Kommentar (WordPress Glossar)
Ein Kommentar ist im Kern eine nutzergenerierte Rückmeldung auf einen Beitrag oder eine Seite deiner WordPress-Instanz. Es ist das Feature, das aus einem statischen Monolog einen Dialog macht. Standardmäßig bringt WordPress eine eingebaute Kommentarfunktion mit, die tief im System verankert ist.
Warum Kommentare relevant sind
Viele schalten die Funktion ab, aber richtig eingesetzt, ist das ein mächtiges Tool. Hier ist der Grund:
- User Generated Content: Suchmaschinen werten Kommentare als frischen, einzigartigen Inhalt. Wenn unter deinem Artikel diskutiert wird, signalisiert das Relevanz und kann dein Ranking verbessern.
- Kundenbindung: Wenn Besucher Fragen stellen oder Feedback geben können, bauen sie eine Beziehung zu deiner Marke auf. Das schafft Vertrauen, besonders im eCommerce Umfeld.

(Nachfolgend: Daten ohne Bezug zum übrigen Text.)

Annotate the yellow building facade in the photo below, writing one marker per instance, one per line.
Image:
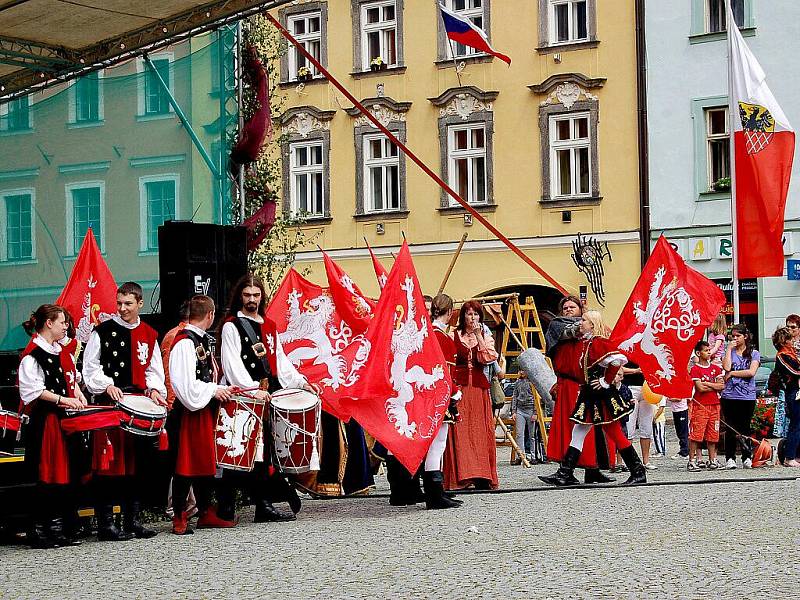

- Social Proof: Eine lebhafte Diskussion unter einem Beitrag wirkt auf neue Besucher wie ein gut besuchtes Restaurant. Es zeigt, dass hier „was los ist“.
Wichtig zu wissen:
Die Standard-Einstellungen von WordPress sind oft zu offen. Wenn du Kommentare zulässt, musst du das Thema Spam-Abwehr (z.B. via Antispam Bee) und DSGVO-Konformität sauber aufsetzen. Sonst rutschen dir Spam-Bots in die Datenbank oder du sammelst IP-Adressen, die du nicht speichern darfst.
Die technische Steuerung
Du hast im Backend unter „Einstellungen > Diskussion“ die volle Kontrolle. Meine Empfehlung ist meistens:
- Moderation: Stelle ein, dass der erste Kommentar eines Autors immer manuell freigegeben werden muss. Danach läuft es automatisch, sofern der Nutzer schon bekannt ist.
- Pflichtfelder: Name und eMail sollten Pflicht sein, um die Hürde für Trolle etwas höher zu legen.
- Schließung: Du kannst festlegen, dass die Kommentarfunktion für Artikel, die älter als z.B. 14 Tage sind, automatisch geschlossen wird. Das hält den Moderationsaufwand gering.